Il y a un fort appétit pour du nouveau en politique au Québec. Il s’est manifesté dans la percée du Parti conservateur dans la région élargie de Québec en 2006, puis dans la vague adéquiste de 2007 et à nouveau dans le balayage irrationnel réussi par le NPD aux élections fédérales du 2 mai. Parallèlement, François Legault, qui anime un think-thank depuis plusieurs mois mais qui n’a encore avancé que des propositions très générales, serait le préféré comme premier ministre, selon des sondages, même s’il n’a pas encore de parti politique. Les astres sont donc bien alignés pour briser le cercle vicieux PLQ-PQ qui s’échangent le pouvoir aux huit ans.
Unir les forces
Le Réseau Liberté-Québec animé par Éric Duhaime, Joanne Marcotte et quelques autres militants, ainsi que la Coalition pour l’avenir du Québec de François Legault, ne sont que des clubs politiques.
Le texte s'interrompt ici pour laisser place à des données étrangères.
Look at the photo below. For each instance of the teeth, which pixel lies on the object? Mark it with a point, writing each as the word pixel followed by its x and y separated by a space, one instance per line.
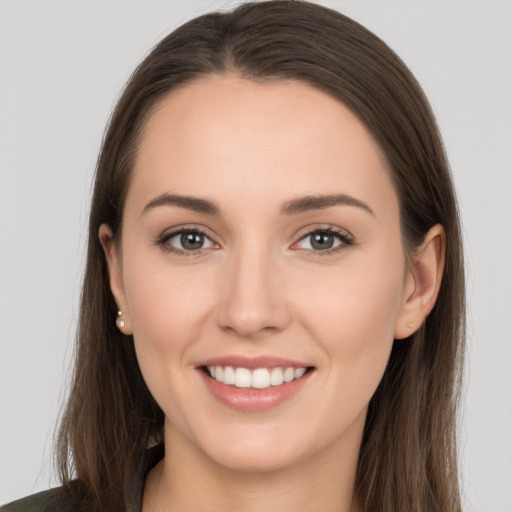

Ils n’ont ni organisation ni financement populaire.
L’Action démocratique du Québec a essuyé toute une raclée en 2008 mais elle demeure un véritable parti politique structuré qui peut facilement servir de point de ralliement. L’idée a bien cheminé à l’ADQ. Seule, elle ne pourrait espérer faire élire plus qu’une petite poignée de députés dans deux ans, réalise-t-on.
François Legault, pour des raisons encore difficiles à cerner, incarne le renouveau recherché. Son bagage professionnel et politique lui confère, en plus, une plus forte crédibilité que celle détenue par Gérard Deltell.
Ce dernier s’est donné corps et âme depuis novembre 2009 pour sauver l’ADQ. L’unification des forces de droite suppose toutefois que M. Deltell cède humblement sa place à François Legault.
Un bon dosage
Stephen Harper et Jack Layton, l’un de droite, l’autre de gauche, ont su mettre beaucoup d’eau dans leur vin, ces derniers mois, afin de rendre leurs partis plus digestibles pour les citoyens moyens. Les résultats sont probants.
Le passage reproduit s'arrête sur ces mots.